Schuld daran sind kaum die Kinder und Jugendlichen, sondern eher ein Kapitalismus, der auf der vernichtenden Ausbeutung von Mensch und Natur beruht. Weil dieses logische und einfache Faktum gerne von Jung und Alt geleugnet wird, muss der „Klimanotstand“ herhalten.
Schützt die Jugend, lässt euch von ihr stoßen
Doch es ist gerade das Wirtschaftssystem, das den Menschen enorme Zwänge auferlegt. Oft lassen sich diese Zwänge nur in der Jugend nicht zu stark spüren, auch wenn die Konkurrenzmechanismen des neoliberalen Kapitalismus mit seiner extremen Tendenz zur Individualisierung, auch in die Schulen hineingetragen sind. Aber mit Eltern, die SUV fahren und den Kühlschrank vollstopfen können, lässt es sich für die Kinder jedenfalls leichter politisieren. Sind die Eltern von den gesellschaftlichen Normen so verschlungen, reicht oft die Vorstellungskraft für einen Gedanken von einer Welt ohne Kapitalismus nicht mehr aus. Dann sind es die Jungen, die Bewegung in die konformistische Wohlfühlblase der Alten bringen. Meist wird dieser Stoß der Jungen in den Konformismus der Alten nur belächelt, und oft ist er ohnehin nicht mehr als ein zartes Streicheln. Dass die Jungen den Alten moralische Diktionen auferlegen, das ist dann schon recht selten. Auch die 68er waren geprägt von alten Intellektuellen und ihrer Theorie. Sie stellten sich mit dem Wissen der Alten, gegen die Alten. Hier unterscheiden sich die Fridays for Future, dort wird nicht Adorno rezitiert, nicht Gramsci gelesen, ihre Politik legitimiert sich ausschließlich über den sogenannten Klimanotstand.

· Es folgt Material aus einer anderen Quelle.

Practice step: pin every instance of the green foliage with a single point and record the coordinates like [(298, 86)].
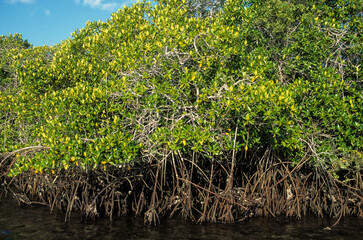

Es ist die Arbeit der Jungen aufzubegehren. Nehmen auch die Jungen den Status quo hin, stellen sich nicht mehr gegen die Logik des Alten, ist die Sehnsucht nach einem guten Leben endgültig tot. Im allgemeinen Verfall des Geistes und der generellen Tendenz zur Verdummung, ist es ein Leichtes, den Glauben an die Jugend zu verlieren. Fridays for Future ist ein starkes Zeichen dagegen. Doch wohl nicht viel mehr. Es wäre die Arbeit der Alten, jenen rebellischen Geist zu fördern, doch unsere Jungen brauchen dafür jede Unterstützung, die sie finden können. Es lauern Gefahren an jeder Ecke. Im Kinderzimmer beim Online-Videospielen werden Heranwachsende mittels Loot-Boxen gezielt süchtig gemacht. Social Media setzt jeden Teenager unter Druck. An den Insta-Likes ist die Beliebtheit und die Hackordnung im Klassenzimmer messbar. Es sind die Alten, die hier die Jungen schützen müssen. Dann kann die Jugend ihren rebellischen Geist entfalten, und die Alten selbst zum Denken und Handeln zwingen.